[Tim Peters]
>> Yup.  ZODB has what looks like a copy/paste of this code, in
>> ZEO/zrpc/trigger.py.  I didn't realize where it came from originally
>> until you pointed out the Medusa code here.
>> Anyway, it so happens I rewrote ZEO's copy a few weeks ago, in ZODB
>> 3.4.  The Windows part is much simpler there now.
>> ....
>> After:
>>            # Specifying port 0 tells Windows to pick a port for us.
>>            a.bind(("", 0))
>>            connect_address = a.getsockname()  # assigned (host, port) pair
>>            a.listen(1)
>>            w.connect(connect_address)
>>            r, addr = a.accept()  # r becomes asyncore's (self.)socket
>>            a.close()
>>            self.trigger = w
[Dieter Maurer]
> This may even be portable (not Windows specific).
> At least, it works for Linux2.

I believe it is portable, but the Unix version of this code doesn't
use sockets at all.  It uses a pipe instead.  A pipe can't be used on
Windows because the Windows select() works only with sockets, and
asyncore on Windows uses select().  I don't know if/why a pipe would
be better on Unix, but just assume that it is.  I do know that the
Windows version of this code used to leak sockets madly, for years. 
The pipe code is simpler still.

> In this case, we might get rid of the stupid code duplication...
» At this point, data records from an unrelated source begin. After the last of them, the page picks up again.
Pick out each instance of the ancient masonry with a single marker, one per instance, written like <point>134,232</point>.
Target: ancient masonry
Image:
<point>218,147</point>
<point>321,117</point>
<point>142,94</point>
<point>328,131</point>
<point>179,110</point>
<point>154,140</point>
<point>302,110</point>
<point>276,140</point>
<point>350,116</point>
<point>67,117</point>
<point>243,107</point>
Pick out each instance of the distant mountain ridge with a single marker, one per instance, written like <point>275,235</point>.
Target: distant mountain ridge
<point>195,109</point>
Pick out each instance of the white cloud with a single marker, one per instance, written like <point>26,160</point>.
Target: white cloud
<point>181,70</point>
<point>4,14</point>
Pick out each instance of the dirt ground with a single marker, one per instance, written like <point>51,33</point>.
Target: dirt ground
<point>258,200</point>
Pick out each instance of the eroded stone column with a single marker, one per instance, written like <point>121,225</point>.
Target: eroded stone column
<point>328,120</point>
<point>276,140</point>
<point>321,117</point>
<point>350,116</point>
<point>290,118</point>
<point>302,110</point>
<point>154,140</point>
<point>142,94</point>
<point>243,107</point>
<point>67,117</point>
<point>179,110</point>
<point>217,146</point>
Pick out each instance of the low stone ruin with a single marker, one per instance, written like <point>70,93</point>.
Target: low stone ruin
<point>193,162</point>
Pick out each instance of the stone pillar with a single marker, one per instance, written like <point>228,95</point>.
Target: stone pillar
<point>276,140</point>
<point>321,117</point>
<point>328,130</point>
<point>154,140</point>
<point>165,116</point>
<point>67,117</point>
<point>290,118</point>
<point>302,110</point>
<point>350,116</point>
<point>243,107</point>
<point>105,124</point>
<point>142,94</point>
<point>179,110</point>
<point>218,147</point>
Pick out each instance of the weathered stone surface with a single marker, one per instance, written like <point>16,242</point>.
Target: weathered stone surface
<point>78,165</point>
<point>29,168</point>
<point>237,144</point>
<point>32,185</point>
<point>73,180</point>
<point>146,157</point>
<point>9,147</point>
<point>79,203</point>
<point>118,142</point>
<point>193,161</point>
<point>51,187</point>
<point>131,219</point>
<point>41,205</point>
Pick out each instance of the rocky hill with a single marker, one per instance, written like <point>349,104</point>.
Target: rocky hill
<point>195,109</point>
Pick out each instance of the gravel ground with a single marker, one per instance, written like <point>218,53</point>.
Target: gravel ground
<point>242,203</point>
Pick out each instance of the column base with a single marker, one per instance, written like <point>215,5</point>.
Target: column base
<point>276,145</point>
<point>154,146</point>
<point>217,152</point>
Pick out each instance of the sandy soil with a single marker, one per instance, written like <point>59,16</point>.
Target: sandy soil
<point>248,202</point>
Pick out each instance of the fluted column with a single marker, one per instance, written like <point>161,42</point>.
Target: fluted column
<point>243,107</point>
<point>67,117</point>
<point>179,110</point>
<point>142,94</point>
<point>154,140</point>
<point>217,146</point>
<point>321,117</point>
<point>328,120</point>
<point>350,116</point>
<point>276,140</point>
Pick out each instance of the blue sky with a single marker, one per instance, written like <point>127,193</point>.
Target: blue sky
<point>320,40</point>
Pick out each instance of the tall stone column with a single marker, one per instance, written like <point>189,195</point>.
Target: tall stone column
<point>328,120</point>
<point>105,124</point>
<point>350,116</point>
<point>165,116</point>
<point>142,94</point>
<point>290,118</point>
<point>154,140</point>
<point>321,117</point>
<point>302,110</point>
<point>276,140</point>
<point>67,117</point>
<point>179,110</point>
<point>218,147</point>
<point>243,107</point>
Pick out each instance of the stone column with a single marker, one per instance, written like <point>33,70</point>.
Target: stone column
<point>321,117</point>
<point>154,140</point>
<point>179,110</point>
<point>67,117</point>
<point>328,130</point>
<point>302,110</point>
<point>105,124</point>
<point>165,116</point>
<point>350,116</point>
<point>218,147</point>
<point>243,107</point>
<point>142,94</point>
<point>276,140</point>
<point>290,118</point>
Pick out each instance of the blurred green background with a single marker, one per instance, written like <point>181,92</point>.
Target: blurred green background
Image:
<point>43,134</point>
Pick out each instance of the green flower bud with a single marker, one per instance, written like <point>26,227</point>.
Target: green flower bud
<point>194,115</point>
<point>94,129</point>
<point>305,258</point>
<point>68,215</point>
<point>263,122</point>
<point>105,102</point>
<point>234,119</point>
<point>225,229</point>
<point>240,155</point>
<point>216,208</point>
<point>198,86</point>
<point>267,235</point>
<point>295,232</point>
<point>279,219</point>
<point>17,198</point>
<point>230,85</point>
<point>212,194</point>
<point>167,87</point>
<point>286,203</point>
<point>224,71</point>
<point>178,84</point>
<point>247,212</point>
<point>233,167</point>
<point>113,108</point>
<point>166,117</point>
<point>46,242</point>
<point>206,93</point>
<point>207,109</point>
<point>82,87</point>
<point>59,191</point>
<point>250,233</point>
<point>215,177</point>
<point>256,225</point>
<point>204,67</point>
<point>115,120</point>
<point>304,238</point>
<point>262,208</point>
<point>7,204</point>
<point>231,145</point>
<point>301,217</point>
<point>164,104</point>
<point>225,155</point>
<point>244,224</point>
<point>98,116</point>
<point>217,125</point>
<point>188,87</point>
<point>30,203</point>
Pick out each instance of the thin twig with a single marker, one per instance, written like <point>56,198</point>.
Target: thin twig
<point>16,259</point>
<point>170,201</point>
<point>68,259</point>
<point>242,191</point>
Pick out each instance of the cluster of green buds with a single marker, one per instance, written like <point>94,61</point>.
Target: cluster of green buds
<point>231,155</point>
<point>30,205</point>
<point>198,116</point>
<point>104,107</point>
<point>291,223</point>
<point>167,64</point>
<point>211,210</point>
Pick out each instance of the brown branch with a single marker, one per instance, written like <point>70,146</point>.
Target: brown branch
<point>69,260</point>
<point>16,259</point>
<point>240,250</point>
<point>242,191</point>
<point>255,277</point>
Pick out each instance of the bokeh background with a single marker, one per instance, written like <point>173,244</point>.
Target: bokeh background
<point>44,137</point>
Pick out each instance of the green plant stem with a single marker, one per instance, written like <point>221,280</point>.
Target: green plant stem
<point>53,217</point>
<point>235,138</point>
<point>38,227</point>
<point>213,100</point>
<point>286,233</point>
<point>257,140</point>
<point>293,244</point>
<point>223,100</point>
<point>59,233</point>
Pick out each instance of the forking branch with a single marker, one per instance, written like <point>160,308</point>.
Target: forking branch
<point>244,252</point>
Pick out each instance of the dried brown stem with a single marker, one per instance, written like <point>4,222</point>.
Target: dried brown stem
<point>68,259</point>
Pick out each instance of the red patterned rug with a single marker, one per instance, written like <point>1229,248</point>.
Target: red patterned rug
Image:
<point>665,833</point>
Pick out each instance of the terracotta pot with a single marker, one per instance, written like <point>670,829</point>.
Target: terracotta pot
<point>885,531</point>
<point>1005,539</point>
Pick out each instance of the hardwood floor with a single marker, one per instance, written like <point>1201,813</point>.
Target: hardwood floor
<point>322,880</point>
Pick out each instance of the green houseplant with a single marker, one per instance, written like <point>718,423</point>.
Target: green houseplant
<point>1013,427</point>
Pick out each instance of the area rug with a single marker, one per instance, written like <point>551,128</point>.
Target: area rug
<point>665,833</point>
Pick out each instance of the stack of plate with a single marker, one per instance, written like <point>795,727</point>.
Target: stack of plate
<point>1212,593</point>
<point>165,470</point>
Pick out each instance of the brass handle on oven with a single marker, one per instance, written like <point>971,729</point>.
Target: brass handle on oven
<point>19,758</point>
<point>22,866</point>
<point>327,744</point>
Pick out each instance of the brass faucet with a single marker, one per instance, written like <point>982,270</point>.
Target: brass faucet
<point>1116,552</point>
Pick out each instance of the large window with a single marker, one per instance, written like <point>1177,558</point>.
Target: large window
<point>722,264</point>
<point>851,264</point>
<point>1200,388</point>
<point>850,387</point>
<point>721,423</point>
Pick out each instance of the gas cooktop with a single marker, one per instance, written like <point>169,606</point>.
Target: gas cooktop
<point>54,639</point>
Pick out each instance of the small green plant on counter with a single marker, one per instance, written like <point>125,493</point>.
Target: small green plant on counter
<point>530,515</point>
Well, there are two kinds:

1. Massive code duplication between the "posix" and "not posix"
versions of the `trigger` classes.  I already refactored ZODB's copy
to eliminate that (most of the ZODB 3.4 trigger code is in a shared
base class now, and the "posix" and "not posix" versions override just
enough to make the pipe-versus-socket-pair distinction).

2. Massive code duplication between ZODB's copy and Medusa's.  Hmm. 
Since I refactored ZODB's copy, it's hard to tell that they have
anything in common anymore ;-)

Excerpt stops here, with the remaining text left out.